For a final challenge, let's predict with monthly data, which will require several changes to the parameters:

n_features = 1  # Holidays aren't included in the monthly data set we created)
n_input_steps = 12 # Lookback window of 12 months
n_output_steps = 1 # Predict one month ahead
n_seasons = 12 # For the statistical model, use yearly periodicity (12 months)

Hints

  • The LSTM model does not perform well with the monthly dataset. More complex architectures such as stacked LSTMs or LSTM-CNN could be investigated.
  • The 1-Dimensional CNN architecture does much better using the following parameters (which should be optimized using hyperparameter tuning): filters=64 and kernel_size=12.
  • The exponential smoothing model performs better than the LSTM but worse than the CNN.
  • An ensemble of the CNN and exponential smooth models does even better than either model individually. In basic testing, using a weight of 2:1 CNN to ES provided good results. (In this case, the weights array would be set to [2, 0, 1]).
  • Note that you will see slightly different evaluation results when inspecting an ensembled model. The code to evaluate an ensemble of models uses the intersection of the test data used between model types. For instance, the TensorFlow model requires the first n_input_steps of test data to predict, while the statistical model predicts right away on the first test data point.

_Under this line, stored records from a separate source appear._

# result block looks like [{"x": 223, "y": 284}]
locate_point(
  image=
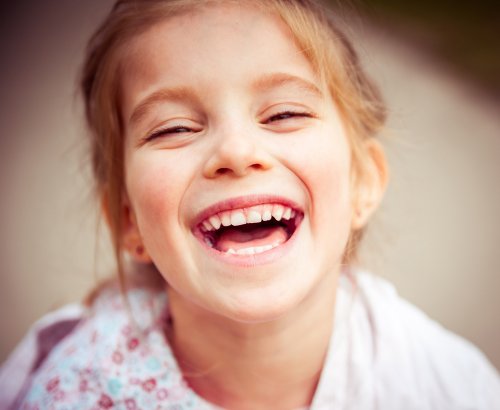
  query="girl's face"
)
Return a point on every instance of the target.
[{"x": 227, "y": 124}]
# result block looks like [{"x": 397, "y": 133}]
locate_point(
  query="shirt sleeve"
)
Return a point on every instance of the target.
[{"x": 30, "y": 353}]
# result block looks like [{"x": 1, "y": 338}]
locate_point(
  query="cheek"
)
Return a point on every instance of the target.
[{"x": 153, "y": 188}]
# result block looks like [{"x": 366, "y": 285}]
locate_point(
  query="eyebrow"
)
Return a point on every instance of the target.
[
  {"x": 176, "y": 94},
  {"x": 276, "y": 80}
]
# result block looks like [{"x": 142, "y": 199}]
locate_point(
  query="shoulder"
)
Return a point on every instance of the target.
[
  {"x": 410, "y": 349},
  {"x": 117, "y": 355}
]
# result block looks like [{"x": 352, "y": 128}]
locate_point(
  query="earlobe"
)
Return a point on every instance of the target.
[
  {"x": 371, "y": 184},
  {"x": 132, "y": 239}
]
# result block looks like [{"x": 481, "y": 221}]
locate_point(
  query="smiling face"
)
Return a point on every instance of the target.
[{"x": 228, "y": 130}]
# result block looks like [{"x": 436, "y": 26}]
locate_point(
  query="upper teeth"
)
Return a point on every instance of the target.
[{"x": 254, "y": 214}]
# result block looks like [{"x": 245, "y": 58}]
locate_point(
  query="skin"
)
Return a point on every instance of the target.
[{"x": 226, "y": 139}]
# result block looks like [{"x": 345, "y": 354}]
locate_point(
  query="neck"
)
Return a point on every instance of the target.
[{"x": 242, "y": 365}]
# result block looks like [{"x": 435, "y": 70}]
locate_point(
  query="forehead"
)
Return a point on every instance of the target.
[{"x": 211, "y": 47}]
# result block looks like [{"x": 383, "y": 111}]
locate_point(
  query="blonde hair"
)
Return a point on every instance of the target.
[{"x": 316, "y": 35}]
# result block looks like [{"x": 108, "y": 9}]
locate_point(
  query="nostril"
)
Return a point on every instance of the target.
[{"x": 223, "y": 171}]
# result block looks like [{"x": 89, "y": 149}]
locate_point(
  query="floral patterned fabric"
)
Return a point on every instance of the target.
[
  {"x": 384, "y": 354},
  {"x": 115, "y": 358}
]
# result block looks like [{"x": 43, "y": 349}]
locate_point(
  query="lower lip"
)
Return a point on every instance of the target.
[{"x": 257, "y": 259}]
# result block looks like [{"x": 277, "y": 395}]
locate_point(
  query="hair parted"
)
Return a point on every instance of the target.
[{"x": 315, "y": 33}]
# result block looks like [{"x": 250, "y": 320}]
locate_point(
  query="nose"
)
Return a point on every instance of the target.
[{"x": 236, "y": 153}]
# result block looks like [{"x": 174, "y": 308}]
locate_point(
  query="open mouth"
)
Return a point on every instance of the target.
[{"x": 252, "y": 230}]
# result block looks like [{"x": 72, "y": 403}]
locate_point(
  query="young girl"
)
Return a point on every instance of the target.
[{"x": 234, "y": 153}]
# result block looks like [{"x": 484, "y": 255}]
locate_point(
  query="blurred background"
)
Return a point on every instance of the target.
[{"x": 436, "y": 236}]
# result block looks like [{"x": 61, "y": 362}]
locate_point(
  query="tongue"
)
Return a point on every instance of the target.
[{"x": 239, "y": 238}]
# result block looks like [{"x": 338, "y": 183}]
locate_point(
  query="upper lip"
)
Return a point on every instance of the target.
[{"x": 244, "y": 202}]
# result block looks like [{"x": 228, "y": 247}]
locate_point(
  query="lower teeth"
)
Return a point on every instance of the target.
[{"x": 252, "y": 250}]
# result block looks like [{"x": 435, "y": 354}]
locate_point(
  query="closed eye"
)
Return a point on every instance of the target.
[
  {"x": 285, "y": 115},
  {"x": 178, "y": 129}
]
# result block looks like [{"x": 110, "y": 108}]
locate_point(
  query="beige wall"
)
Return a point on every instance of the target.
[{"x": 435, "y": 237}]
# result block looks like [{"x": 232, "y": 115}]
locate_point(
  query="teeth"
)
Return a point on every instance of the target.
[
  {"x": 286, "y": 214},
  {"x": 252, "y": 250},
  {"x": 215, "y": 221},
  {"x": 267, "y": 214},
  {"x": 225, "y": 218},
  {"x": 254, "y": 217},
  {"x": 250, "y": 215},
  {"x": 208, "y": 226},
  {"x": 278, "y": 212},
  {"x": 238, "y": 218}
]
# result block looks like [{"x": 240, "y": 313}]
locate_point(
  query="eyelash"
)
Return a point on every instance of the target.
[
  {"x": 176, "y": 129},
  {"x": 287, "y": 114}
]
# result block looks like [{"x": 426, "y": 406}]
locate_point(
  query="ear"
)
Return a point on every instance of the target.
[
  {"x": 370, "y": 185},
  {"x": 131, "y": 238}
]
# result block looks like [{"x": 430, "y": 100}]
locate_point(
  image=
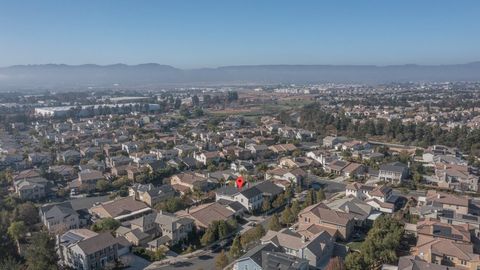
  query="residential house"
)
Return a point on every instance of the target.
[
  {"x": 282, "y": 149},
  {"x": 205, "y": 214},
  {"x": 121, "y": 209},
  {"x": 69, "y": 157},
  {"x": 250, "y": 197},
  {"x": 31, "y": 188},
  {"x": 335, "y": 222},
  {"x": 37, "y": 159},
  {"x": 59, "y": 217},
  {"x": 446, "y": 252},
  {"x": 87, "y": 250},
  {"x": 87, "y": 179},
  {"x": 208, "y": 157},
  {"x": 321, "y": 156},
  {"x": 173, "y": 227},
  {"x": 317, "y": 249},
  {"x": 66, "y": 171},
  {"x": 456, "y": 177},
  {"x": 189, "y": 181},
  {"x": 150, "y": 194},
  {"x": 378, "y": 197},
  {"x": 414, "y": 262},
  {"x": 394, "y": 172},
  {"x": 458, "y": 204},
  {"x": 269, "y": 257}
]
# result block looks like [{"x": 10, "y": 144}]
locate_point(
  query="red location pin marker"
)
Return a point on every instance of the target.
[{"x": 240, "y": 182}]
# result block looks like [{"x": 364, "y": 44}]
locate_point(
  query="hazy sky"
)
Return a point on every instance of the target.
[{"x": 202, "y": 33}]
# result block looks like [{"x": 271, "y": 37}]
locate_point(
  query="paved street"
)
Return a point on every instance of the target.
[{"x": 205, "y": 262}]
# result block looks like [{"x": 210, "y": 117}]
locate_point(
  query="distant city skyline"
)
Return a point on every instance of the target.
[{"x": 197, "y": 34}]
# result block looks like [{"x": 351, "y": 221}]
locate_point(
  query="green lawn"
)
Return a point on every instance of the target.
[{"x": 355, "y": 245}]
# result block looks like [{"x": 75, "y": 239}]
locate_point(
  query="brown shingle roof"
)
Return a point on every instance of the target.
[{"x": 97, "y": 243}]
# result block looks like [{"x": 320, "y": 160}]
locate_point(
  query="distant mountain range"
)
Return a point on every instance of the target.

If you'd like to continue using this notebook, it is recommended that you turn it off when not in use. From the Notebooks UI in your Cloud Console, select the notebook and then select Stop:

57213ef2edad9257.png

If you'd like to delete all the resources you've created in this lab, simply Delete the notebook instance instead of stopping it.

Using the Navigation menu in your Cloud Console, browse to Storage and delete both buckets you created to store your model assets.